А потом мысль Песаха отяжелела и потянулась в другую сторону, и по первости была отчетливо зрима, но чуть погодя сделалась хрупкой и едва сознаваемой, скорее, уже не мыслью, а чем-то призрачным и далеким, и все, что теперь окружало его, отодвинулось, растворилось в пространстве, а он сам сделался зеркальным бликом, про который не скажешь, откуда он, как не скажешь, кому принадлежит теперь, ибо самого Песаха, каким привык понимать себя, уже не было, заместо него появился кто-то другой, легкий в движениях, способный проникать в такие глубины подсознания, про которые прежде и помыслить не мог. И он проник туда и увидел там смуту, много больше, чем та, с какою имел дело на земле. И ему сделалось страшно. Что же получается? Значит, и в глубинах подсознания тоже совершается нечто такое, что не в состоянии принести умиротворения. И там идет борьба противостоящих друг другу сил, и нет меж ними мира, как нет благо дарующего начала. А ведь в прежние леты он наблюдал его там, прикасался к нему и отходил сердцем. Неужто теперь он лишился этого? Почему? Иль хотя бы однажды поступил он противно законам истинного верования? Обретя уверенность в себе, он никогда не изменял им, и все, что не мешало чувствовать себя облаченным земной властью, сохранялось в нем неизменно и казалось естественно, придя из глубины веков от прародителей его племени, ощутивших себя избранными Богом. Что же теперь во мне поменялось? Отчего?.. Нет, он не спрашивал, хранил это в себе, в той зеркальной глади, которою стал. Холодна гладь, не обогрета ничьим дыханием, точно бы сделалась Знаком, предвещающим нечто. Странно, он не задумывался: добро ли, зло ли? Для него это не имело значения. В какой-то момент он понял, что гладь есть часть небесной пространственности, а она вечна и не соприкасаема с земной жизнью. Для нее безразлично, что станется с людьми, попытавшимися отыскать меру своего существования в далекой Хазарии. Да, ей это безразлично. А ему, сиятельному, нет?.. Какое-то время он думал об этом, но так ни к чему и не пришел, вздохнул:

— Мысль человека бесконечна. Но можно ли то же сказать о народе? Наверное, нет. Самый могущественный народ не бессмертен. Однажды придя на землю, он, прожив отпущенный ему срок, уйдет в нее.
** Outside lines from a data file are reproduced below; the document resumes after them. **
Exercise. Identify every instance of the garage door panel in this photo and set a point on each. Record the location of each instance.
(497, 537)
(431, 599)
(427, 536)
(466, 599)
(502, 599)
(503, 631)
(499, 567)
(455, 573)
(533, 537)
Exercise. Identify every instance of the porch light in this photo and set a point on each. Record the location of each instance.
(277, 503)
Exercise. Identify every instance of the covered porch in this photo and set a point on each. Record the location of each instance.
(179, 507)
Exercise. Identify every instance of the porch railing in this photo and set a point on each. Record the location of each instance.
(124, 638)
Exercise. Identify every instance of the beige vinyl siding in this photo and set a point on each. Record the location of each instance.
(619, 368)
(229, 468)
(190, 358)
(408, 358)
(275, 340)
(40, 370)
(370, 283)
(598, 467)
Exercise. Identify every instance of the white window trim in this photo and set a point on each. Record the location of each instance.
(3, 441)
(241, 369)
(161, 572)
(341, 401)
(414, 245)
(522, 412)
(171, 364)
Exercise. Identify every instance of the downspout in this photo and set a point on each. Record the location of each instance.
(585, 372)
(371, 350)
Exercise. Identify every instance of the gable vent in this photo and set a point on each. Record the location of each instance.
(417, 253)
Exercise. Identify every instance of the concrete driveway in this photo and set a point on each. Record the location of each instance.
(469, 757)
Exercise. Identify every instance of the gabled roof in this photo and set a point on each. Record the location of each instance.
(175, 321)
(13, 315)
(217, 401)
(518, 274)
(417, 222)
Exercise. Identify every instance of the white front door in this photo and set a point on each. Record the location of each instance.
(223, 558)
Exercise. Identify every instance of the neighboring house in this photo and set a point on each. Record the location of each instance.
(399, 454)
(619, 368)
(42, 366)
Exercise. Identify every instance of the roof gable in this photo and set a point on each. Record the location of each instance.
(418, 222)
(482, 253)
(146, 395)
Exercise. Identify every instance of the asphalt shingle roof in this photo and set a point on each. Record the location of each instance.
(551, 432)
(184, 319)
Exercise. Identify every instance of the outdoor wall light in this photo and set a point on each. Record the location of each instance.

Раньше Песах и мысли не допускал о возможности проигрыша в битве с каганом Руси. Но теперь… А если вдруг случится непоправимое? Что тогда? Падет царство иудеев, и они уже в который раз раскидаются по разным землям? А может, и вовсе погибнут? Но он тут же сказал себе: нет, не погибнут, еще не вышел срок избранному Богом народу, и возможно, никогда не выйдет. Он несет в себе эту избранность как знак, отпущенный свыше, и не в земных распрях решается, жить ему далее или исчезнуть? Умирает трава, засыхают реки, опадают горы, провисая над пропастью, да и сама пропасть бессильна перед временем, вдруг да и оборотится в холодную, безжизенную равнинность, где не взрастет и малое деревце, если даже пало на землю благим семенем. Всему свой срок, но только не тому, что отпущено всесильной волей небесного Владыки. Иль не про это свойство, нашедшее воплощение в духе избранного народа, говорится в священных книгах?

Песах поднял голову, сказал спокойно:

— Воистину так. Если даже погибнет мое царство, мечта о нем не перестанет жить в сердцах иудеев.
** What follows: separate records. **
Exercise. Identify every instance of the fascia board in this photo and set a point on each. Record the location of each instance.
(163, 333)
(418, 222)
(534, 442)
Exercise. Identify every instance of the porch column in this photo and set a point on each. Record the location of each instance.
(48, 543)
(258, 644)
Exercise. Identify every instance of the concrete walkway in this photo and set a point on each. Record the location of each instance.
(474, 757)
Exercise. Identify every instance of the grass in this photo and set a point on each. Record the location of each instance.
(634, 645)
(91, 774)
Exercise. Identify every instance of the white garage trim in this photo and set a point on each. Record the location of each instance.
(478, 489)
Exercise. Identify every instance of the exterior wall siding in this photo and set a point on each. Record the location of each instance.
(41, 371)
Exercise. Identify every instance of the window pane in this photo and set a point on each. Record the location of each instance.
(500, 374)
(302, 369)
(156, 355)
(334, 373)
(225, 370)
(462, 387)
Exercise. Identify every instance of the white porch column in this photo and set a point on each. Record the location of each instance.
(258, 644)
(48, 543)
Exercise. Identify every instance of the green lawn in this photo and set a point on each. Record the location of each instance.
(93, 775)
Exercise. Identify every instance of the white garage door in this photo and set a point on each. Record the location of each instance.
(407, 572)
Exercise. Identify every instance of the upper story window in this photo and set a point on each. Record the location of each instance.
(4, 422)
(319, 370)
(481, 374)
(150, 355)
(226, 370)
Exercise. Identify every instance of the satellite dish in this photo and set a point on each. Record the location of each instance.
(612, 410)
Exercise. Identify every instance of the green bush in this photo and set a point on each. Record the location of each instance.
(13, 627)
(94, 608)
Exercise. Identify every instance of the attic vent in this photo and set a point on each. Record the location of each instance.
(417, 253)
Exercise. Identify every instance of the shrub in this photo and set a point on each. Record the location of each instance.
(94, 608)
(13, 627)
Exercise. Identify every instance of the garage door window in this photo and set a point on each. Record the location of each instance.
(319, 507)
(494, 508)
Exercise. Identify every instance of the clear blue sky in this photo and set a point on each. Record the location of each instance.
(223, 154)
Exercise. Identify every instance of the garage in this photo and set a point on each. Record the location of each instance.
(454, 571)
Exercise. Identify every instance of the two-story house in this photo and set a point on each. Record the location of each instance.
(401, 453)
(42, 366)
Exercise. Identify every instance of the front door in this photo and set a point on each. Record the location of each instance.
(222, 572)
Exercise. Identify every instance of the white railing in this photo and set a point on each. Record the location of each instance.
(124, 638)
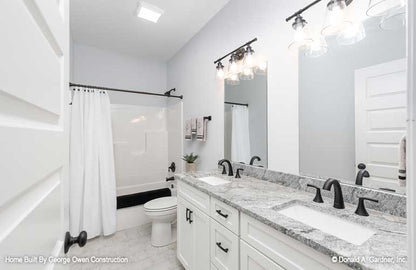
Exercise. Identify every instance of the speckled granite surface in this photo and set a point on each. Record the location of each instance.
(263, 199)
(391, 203)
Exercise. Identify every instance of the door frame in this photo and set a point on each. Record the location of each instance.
(411, 147)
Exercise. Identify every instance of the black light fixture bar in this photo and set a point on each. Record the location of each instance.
(167, 94)
(300, 11)
(230, 53)
(235, 103)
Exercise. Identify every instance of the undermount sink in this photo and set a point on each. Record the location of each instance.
(342, 229)
(214, 181)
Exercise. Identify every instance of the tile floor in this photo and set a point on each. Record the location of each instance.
(131, 243)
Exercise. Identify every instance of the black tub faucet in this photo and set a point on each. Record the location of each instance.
(361, 173)
(338, 198)
(230, 167)
(254, 159)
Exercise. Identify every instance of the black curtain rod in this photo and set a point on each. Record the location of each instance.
(167, 94)
(246, 44)
(234, 103)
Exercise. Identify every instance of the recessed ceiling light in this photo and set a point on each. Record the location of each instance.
(149, 12)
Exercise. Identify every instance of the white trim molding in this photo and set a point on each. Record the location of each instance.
(411, 148)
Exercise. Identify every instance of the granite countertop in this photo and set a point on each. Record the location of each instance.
(262, 200)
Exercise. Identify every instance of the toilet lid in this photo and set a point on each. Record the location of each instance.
(164, 203)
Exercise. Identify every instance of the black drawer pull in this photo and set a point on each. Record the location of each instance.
(223, 249)
(221, 214)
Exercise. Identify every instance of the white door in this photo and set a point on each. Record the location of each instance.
(251, 259)
(184, 235)
(380, 120)
(201, 239)
(33, 133)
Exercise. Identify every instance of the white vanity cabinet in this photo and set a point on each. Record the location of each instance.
(193, 236)
(213, 235)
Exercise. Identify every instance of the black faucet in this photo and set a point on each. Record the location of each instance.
(237, 174)
(318, 196)
(230, 167)
(361, 211)
(338, 199)
(224, 171)
(361, 173)
(254, 159)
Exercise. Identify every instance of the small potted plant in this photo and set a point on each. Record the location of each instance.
(190, 162)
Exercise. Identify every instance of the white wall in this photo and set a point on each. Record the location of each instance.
(95, 66)
(192, 72)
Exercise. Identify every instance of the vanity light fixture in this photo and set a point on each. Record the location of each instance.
(243, 65)
(149, 12)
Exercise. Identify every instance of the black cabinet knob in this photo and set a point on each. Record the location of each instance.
(221, 247)
(221, 214)
(318, 196)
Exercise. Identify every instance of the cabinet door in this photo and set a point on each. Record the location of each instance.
(184, 235)
(224, 247)
(251, 259)
(200, 231)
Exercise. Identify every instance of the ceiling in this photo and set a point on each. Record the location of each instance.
(113, 25)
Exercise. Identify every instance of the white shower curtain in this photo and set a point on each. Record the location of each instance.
(240, 135)
(92, 198)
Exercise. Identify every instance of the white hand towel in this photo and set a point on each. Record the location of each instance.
(402, 162)
(201, 126)
(193, 125)
(188, 129)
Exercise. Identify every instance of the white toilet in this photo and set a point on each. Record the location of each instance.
(162, 212)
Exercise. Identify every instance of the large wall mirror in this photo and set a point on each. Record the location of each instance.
(352, 109)
(245, 121)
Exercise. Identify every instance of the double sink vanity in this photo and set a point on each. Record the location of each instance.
(267, 220)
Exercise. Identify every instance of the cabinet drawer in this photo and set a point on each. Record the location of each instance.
(225, 215)
(285, 251)
(251, 259)
(194, 196)
(224, 247)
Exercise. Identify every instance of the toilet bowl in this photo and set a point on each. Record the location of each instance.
(162, 213)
Он, прежде не умевший отделять себя от других, как если бы они все, верующие в истинного Бога, вблизи ли него пребывающие иль в отдалении, не подвластные его воле, являлись частью его самого, вдруг нечаянно обрел такой дар. Совершаемое в нем, пусть даже подталкиваемо с небесных вершин, а про них он знал, что они сотворены сердцем его, уже как бы не принадлежало ему. Он увидел себя в пространстве времени и поразился той малости, что открылась ему. Но то и успокоило, что малость не теснилась подле других, сходных с нею, была единственно возможна и имела цвет удивительный, сходный с небесным. «Значит, так, — подумал он. — Я живу сам по себе, и все они живут сами по себе, и всяк, имеющий душу, да оборотится к сиятельному небу, чтобы обрести в нем изначально даденное его существу. Ну и как, хорошо это или плохо? — Он скривил губы. — Невесть какие вопросы приходят, как если бы ими определялся смысл бытия. Да кто сказал, что это возможно? Из века в век мудрецы ищут Истину, а разве скажешь, что кто-то нашел ее?» И в прежние леты у него вызывали неприязнь те, кто направил себя на поиск Истины, как если бы она была что-то осязаемое.

Песах, следуя традициям, по ним жило его племя, ценил лишь то, что касалось реалий быта, и могло повлиять на него в ту или иную сторону. И ни разу сомнения не потревожили его. И теперь они, коль скоро и коснулись чего-то в душе, то лишь с самого края, не страгивая в нем. Другое дело, что общинность, которою гордилось его племя, вдруг показалась ему не такой уж надежной. А и впрямь: если он сам за себя и много меньший его тоже сам за себя, то кто же тогда за всех? Хаберы? О, нет, уж он-то знает, как извилист их ум. А может, Бог? Если бы так! Только он не привык полагаться на Него. «Это рабу пристало верить в небесную жизнь, но не мне, не подобным мне, осознавшим свое назначение на земле не вчера и не сегодня, тысячи лет назад, когда воссияла звезда небесного Иерусалима. Иль не тогда было дано людям моего племени: вы избраны Богом, и потому богоподобны, и все, кто посмеет усомниться в этом, примет смерть лютую. Так записано в скрижалях Времени. А это значит, не в царстве Хазарском дело, оно может погибнуть, а может через малое ли, великое ли время возродиться в другом месте и сделаться еще более могущественным».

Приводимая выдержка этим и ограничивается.